Yang pertama meleleh adalah kelongsong. Jika kelongsong meleleh, zirconium dapat bereaksi
dengan uap air dan menimbulkan gas hidrogen. Di bawah ini adalah reaksi kimia zirkonium dengan
uap air : Zr + 2H2O → ZrO2 + 2H2 (3)
Campuran hidrogen dan oksigen pada suhu tinggi jika tidak dikendalikan, dapat menyebabkan
ledakan. Yang meleleh berikutnya adalah pelet bahan bakar. Jika pelet meleleh maka radiasi dapat
menyebar dalam bangunan pengungkung. Jika Bangunan pengungkung didesain dengan baik, maka
radiasi dapat ditahan di dalam pengungkung agar tidak menyebar ke lingkungan. Jika bangunan
pengungkung rusak, maka radiasi dapat menyebar ke lingkungan.
Karena itu penting sekali untuk mengendalikan panas akibat peluruhan zat radioaktif hasil fisi
atau heat decay ini. Caranya adalah dengan menggunakan Emergency Core Cooling System (ECCS)
untuk memindahkan panas yang ada. Saat reaktor dihentikan secara otomatis, PLTN berhenti
memproduksi listrik. Untuk reaktor Fukushima I unit 1, sistem pemindah panas atau heat removal
yang digunakan adalah sistem aktif, artinya sistem tersebut bergantung pada catu daya listrik.

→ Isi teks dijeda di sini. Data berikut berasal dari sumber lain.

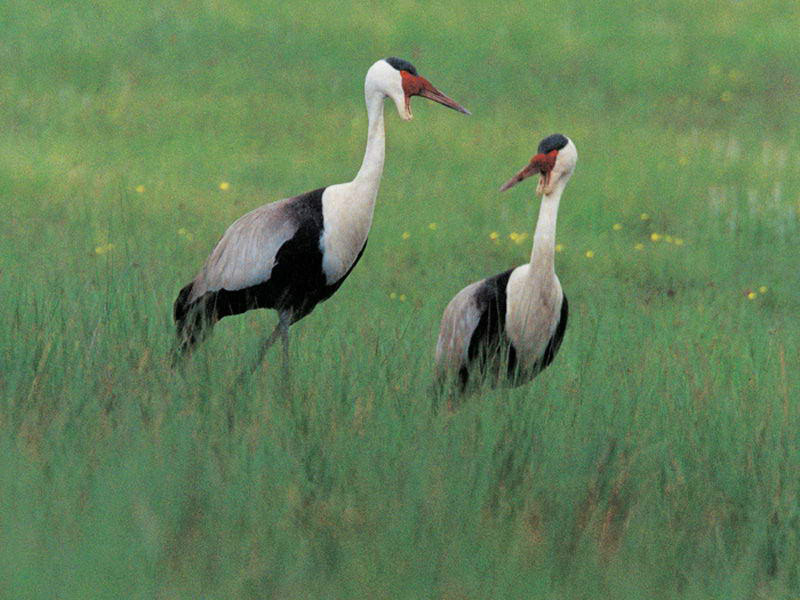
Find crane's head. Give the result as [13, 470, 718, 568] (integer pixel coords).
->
[500, 133, 578, 196]
[364, 56, 470, 121]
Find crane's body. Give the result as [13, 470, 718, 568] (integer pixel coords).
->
[174, 58, 468, 369]
[436, 134, 577, 391]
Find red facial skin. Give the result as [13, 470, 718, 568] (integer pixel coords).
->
[400, 71, 470, 115]
[500, 150, 558, 192]
[531, 150, 558, 175]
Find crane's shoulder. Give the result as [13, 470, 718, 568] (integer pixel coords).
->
[190, 188, 325, 301]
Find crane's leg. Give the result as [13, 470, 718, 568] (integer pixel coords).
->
[278, 312, 292, 392]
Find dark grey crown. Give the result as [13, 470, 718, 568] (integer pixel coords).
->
[384, 56, 417, 75]
[537, 133, 569, 154]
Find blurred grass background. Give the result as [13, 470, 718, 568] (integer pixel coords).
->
[0, 0, 800, 600]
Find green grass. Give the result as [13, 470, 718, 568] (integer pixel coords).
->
[0, 0, 800, 600]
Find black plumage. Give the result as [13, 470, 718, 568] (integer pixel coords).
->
[173, 188, 367, 351]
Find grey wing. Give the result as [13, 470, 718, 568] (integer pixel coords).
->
[189, 198, 299, 302]
[436, 280, 483, 377]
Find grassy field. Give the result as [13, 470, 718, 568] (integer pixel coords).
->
[0, 0, 800, 600]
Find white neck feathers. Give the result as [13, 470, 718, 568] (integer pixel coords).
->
[529, 182, 564, 277]
[353, 89, 386, 188]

Setelah gempa bumi, catu daya dari luar mati dan ECCS berjalan menggunakan catu daya dari
diesel yang dapat bertahan hingga 7 hari. Akan tetapi pada pukul 15 :46 tanggal 11 Maret 2011 terjadi
tsunami setinggi 14 m yang menyusul gempa bumi. Akibat dari tsunami adalah sebagai berikut :
Tsunami tidak dapat dibendung oleh gedung reaktor dan airnya membanjiri ruang penyimpanan
mesin diesel.
Kondisi ini menyebabkan tangki bahan bakar hanyut dan mesin diesel rusak terendam air,
sehingga ECCS gagal dan pendinginan reaktor bergantung pada pendingin cadangan RCIC yang
harusnya bisa bertahan selama 8 jam namun baru ternyata mengalami kegagalan.

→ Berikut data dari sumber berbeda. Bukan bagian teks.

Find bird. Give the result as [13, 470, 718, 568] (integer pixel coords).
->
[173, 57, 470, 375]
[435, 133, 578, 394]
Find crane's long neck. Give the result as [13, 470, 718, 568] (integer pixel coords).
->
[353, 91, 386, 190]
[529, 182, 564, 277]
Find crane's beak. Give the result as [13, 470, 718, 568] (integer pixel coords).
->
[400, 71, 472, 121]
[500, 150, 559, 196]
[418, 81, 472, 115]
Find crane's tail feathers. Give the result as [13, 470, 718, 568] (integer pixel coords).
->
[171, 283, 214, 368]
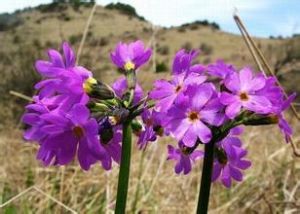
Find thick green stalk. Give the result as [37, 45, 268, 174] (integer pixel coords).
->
[197, 141, 215, 214]
[115, 122, 132, 214]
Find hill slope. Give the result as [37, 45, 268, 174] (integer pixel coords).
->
[0, 2, 300, 123]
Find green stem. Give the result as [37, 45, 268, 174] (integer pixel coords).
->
[197, 141, 215, 214]
[132, 149, 145, 213]
[115, 121, 132, 214]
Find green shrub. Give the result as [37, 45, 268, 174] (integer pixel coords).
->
[157, 45, 170, 55]
[199, 43, 213, 55]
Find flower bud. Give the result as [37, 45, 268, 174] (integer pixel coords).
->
[131, 120, 143, 135]
[83, 77, 115, 100]
[108, 108, 129, 125]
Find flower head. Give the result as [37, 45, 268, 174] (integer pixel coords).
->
[110, 40, 152, 71]
[173, 49, 205, 74]
[168, 142, 204, 175]
[220, 68, 272, 119]
[166, 83, 223, 147]
[32, 104, 103, 170]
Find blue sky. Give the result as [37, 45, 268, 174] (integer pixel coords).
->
[0, 0, 300, 37]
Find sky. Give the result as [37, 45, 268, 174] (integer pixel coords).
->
[0, 0, 300, 37]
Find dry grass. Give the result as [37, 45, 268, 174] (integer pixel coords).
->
[0, 116, 300, 213]
[0, 3, 300, 213]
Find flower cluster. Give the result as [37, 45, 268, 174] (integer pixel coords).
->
[23, 41, 295, 187]
[149, 50, 295, 187]
[23, 41, 156, 170]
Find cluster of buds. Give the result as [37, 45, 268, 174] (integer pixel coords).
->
[23, 41, 295, 187]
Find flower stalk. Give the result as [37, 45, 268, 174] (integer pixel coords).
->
[115, 121, 132, 214]
[197, 141, 215, 214]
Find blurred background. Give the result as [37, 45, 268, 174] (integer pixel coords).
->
[0, 0, 300, 213]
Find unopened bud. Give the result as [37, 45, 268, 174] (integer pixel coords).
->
[83, 77, 115, 100]
[131, 120, 143, 135]
[108, 108, 129, 125]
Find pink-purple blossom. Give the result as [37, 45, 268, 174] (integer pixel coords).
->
[168, 142, 204, 175]
[166, 83, 223, 147]
[220, 68, 272, 119]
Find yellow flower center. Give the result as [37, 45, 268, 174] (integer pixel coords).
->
[240, 92, 249, 101]
[82, 77, 97, 94]
[124, 61, 135, 71]
[188, 111, 200, 122]
[175, 85, 182, 93]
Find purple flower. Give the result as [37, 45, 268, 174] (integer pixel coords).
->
[166, 83, 223, 147]
[149, 73, 206, 112]
[35, 43, 92, 106]
[220, 68, 272, 119]
[33, 104, 103, 170]
[212, 130, 251, 188]
[100, 124, 122, 170]
[173, 49, 205, 74]
[35, 42, 76, 77]
[168, 142, 203, 175]
[256, 77, 284, 113]
[112, 77, 143, 104]
[207, 60, 235, 79]
[110, 40, 152, 71]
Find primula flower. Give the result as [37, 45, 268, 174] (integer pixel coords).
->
[37, 104, 103, 170]
[166, 83, 223, 147]
[173, 49, 205, 74]
[112, 77, 143, 104]
[212, 128, 251, 188]
[110, 40, 152, 71]
[35, 43, 92, 105]
[207, 60, 235, 79]
[168, 142, 204, 175]
[220, 68, 272, 119]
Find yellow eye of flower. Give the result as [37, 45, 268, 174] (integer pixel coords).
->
[82, 77, 97, 93]
[124, 61, 135, 71]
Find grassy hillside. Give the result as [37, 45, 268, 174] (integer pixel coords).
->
[0, 4, 300, 213]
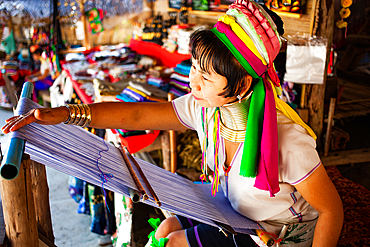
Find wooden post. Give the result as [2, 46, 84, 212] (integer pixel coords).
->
[168, 93, 177, 173]
[324, 98, 337, 157]
[0, 155, 39, 247]
[30, 161, 54, 243]
[77, 0, 91, 50]
[161, 131, 171, 171]
[306, 0, 334, 150]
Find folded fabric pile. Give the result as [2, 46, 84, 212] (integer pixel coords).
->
[169, 60, 191, 97]
[116, 81, 167, 137]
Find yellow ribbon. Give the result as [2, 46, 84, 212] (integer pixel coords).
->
[218, 15, 267, 65]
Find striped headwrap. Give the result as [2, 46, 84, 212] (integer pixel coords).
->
[211, 0, 316, 196]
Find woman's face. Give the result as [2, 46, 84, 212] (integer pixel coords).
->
[189, 59, 237, 107]
[32, 53, 40, 61]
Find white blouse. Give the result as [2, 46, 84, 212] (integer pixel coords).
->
[173, 94, 321, 235]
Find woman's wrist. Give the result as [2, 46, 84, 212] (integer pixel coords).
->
[64, 104, 91, 127]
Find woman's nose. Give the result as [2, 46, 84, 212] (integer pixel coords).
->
[189, 72, 200, 91]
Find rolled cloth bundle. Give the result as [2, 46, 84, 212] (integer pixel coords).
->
[207, 0, 316, 196]
[9, 98, 260, 234]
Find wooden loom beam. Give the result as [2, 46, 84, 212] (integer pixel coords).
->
[0, 155, 39, 247]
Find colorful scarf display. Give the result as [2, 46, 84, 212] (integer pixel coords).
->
[203, 0, 316, 196]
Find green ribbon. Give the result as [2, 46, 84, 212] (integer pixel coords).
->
[211, 28, 266, 178]
[239, 78, 266, 178]
[148, 218, 168, 247]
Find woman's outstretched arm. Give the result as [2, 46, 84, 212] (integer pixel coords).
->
[2, 102, 186, 134]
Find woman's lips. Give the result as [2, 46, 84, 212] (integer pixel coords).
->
[193, 94, 203, 100]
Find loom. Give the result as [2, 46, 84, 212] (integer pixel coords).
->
[0, 82, 33, 180]
[1, 84, 261, 234]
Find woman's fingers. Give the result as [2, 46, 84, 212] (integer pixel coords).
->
[1, 109, 36, 134]
[1, 107, 69, 134]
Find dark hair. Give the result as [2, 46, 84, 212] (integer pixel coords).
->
[261, 4, 284, 36]
[190, 29, 256, 98]
[32, 48, 43, 56]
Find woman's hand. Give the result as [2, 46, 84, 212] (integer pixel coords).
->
[1, 106, 69, 134]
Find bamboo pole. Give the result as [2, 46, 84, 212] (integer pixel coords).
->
[30, 161, 54, 243]
[161, 131, 171, 171]
[168, 93, 177, 173]
[324, 98, 337, 157]
[0, 155, 39, 247]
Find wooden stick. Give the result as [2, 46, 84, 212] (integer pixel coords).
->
[30, 160, 55, 243]
[0, 155, 39, 247]
[324, 98, 337, 157]
[117, 146, 148, 200]
[168, 93, 177, 173]
[123, 146, 161, 207]
[255, 229, 275, 246]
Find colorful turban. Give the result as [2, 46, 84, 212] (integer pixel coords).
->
[211, 0, 316, 196]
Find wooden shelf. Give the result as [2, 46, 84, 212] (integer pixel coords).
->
[168, 7, 302, 19]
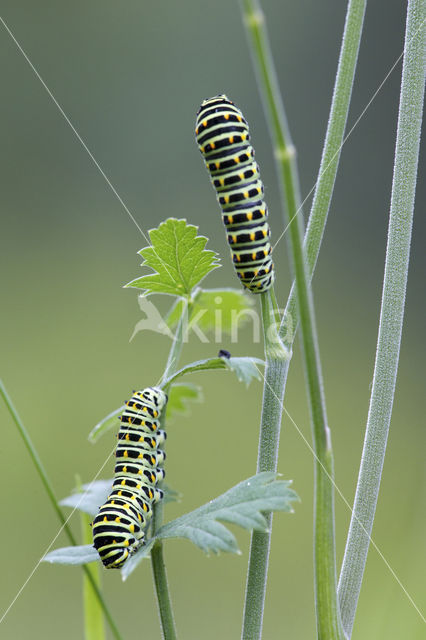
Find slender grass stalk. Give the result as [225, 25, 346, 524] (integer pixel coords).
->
[80, 476, 105, 640]
[243, 0, 344, 639]
[0, 380, 121, 640]
[151, 300, 191, 640]
[339, 0, 426, 637]
[242, 289, 289, 640]
[280, 0, 367, 347]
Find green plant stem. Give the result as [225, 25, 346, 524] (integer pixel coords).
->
[243, 0, 344, 640]
[0, 380, 121, 640]
[242, 290, 289, 640]
[280, 0, 367, 347]
[339, 0, 426, 637]
[75, 475, 105, 640]
[151, 300, 190, 640]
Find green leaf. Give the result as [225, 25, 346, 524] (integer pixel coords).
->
[163, 356, 265, 387]
[59, 478, 181, 516]
[122, 471, 299, 579]
[126, 218, 220, 296]
[224, 357, 265, 386]
[166, 382, 203, 424]
[42, 544, 99, 565]
[166, 288, 254, 334]
[88, 404, 126, 443]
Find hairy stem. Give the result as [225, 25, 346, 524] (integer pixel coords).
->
[0, 380, 121, 640]
[280, 0, 367, 346]
[339, 0, 426, 636]
[243, 0, 344, 640]
[151, 300, 188, 640]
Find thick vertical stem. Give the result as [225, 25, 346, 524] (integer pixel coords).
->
[242, 291, 289, 640]
[281, 0, 367, 346]
[243, 0, 343, 640]
[151, 300, 188, 640]
[339, 0, 426, 636]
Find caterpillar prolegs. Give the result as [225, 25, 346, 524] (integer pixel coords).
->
[92, 387, 167, 569]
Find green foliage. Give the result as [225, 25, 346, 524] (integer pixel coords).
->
[59, 478, 180, 516]
[43, 544, 99, 565]
[43, 472, 298, 579]
[122, 472, 298, 579]
[166, 288, 254, 333]
[163, 357, 265, 386]
[80, 512, 105, 640]
[126, 218, 219, 296]
[166, 382, 203, 424]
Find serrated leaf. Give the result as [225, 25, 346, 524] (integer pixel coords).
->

Gambar 3.2 Tsunami melebihi ketinggian bangunan reaktor merusak diesel yang menyalurkan listrik untuk mendukung ECCS
Gambar 3.3 Sistem ECCR yang gagal berfungsi
Pada pukul 04:00, kenaikan tekanan di bejana tekan mencapai 850 kPa dan terus meningkat.

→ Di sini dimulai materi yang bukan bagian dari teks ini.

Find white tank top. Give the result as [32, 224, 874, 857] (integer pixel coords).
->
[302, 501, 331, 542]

Untuk mengurangi tekanan di bejana tekan maka proses venting dimulai pada pukul 11:13.
3.2.1 Ledakan Hidrogen di Unit 1
Peningkatan radiasi di ruang turbin menandakan bahwa bahan bakar mulai meleleh. Pelelehan
bahan bakar ini dimulai dari pelelehan kelongsong. Hal ini terjadi karena suhu reaktor semakin tinggi
sehingga jumlah air pendingin yang menguap lebih banyak dari jumlah pendingin yang masuk ke
reaktor Kondisi ini menyebabkan ketinggian air pendingin menurun dan sebagian bahan bakar tidak
lagi dilingkupi oleh air pendingin dan menjadi semakin panas sehingga mencapai titik leleh. Jika bahan
bakar mulai meleleh, zat radioaktif yang awalnya terikat dalam matrix bahan bakar dapat terbawa
oleh uap air atau air pendingin ke bagian lain di gedung reaktor. Hal inilah yang meningkatkan radiasi
di ruang turbin.
Saat kelongsong meleleh, maka dapat terjadi reaksi antara zirkonium dan uap air seperti pada
reaksi (3) di atas yang menimbulkan hidrogen. Proses venting adalah upaya mengurangi tekanan pada
bejana tekan dengan membuka katup untuk melepaskan uap panas yang banyak terkumpul di bejana
tekan ke pengungkung sekunder. Uap panas pada bejana tekan sudah mengandung hidrogen yang ikut
terlepas ke pengungkung sekunder saat venting. Campuran hidrogen dan oksigen pada suhu panas
dapat menyebabkan ledakan. Tabel di bawah menunjukkan explosive limit hydrogen di udara :
Tabel 3.1 Eksplosive Limit Hidrogen di Udara yang Diukur pada Suhu Kamar dan Tekanan Atmosfer
dengan Metode DIN 51649 (Standar Jerman)
Explosive Limit % mol hidrogen di
udara
LEL (H2 – udara) 3.8
UEL (H2 – udara) 75.8
LEL (H2 – 40%N2 – udara) 3.6
UEL (H2 – 40%N2 – udara) 38.2
Tabel 3.2 Pengaruh Suhu pada Explosive Limit Diukur pada Tekanan Atmosfer dengan Metode DIN 51649 (Standar Jerman)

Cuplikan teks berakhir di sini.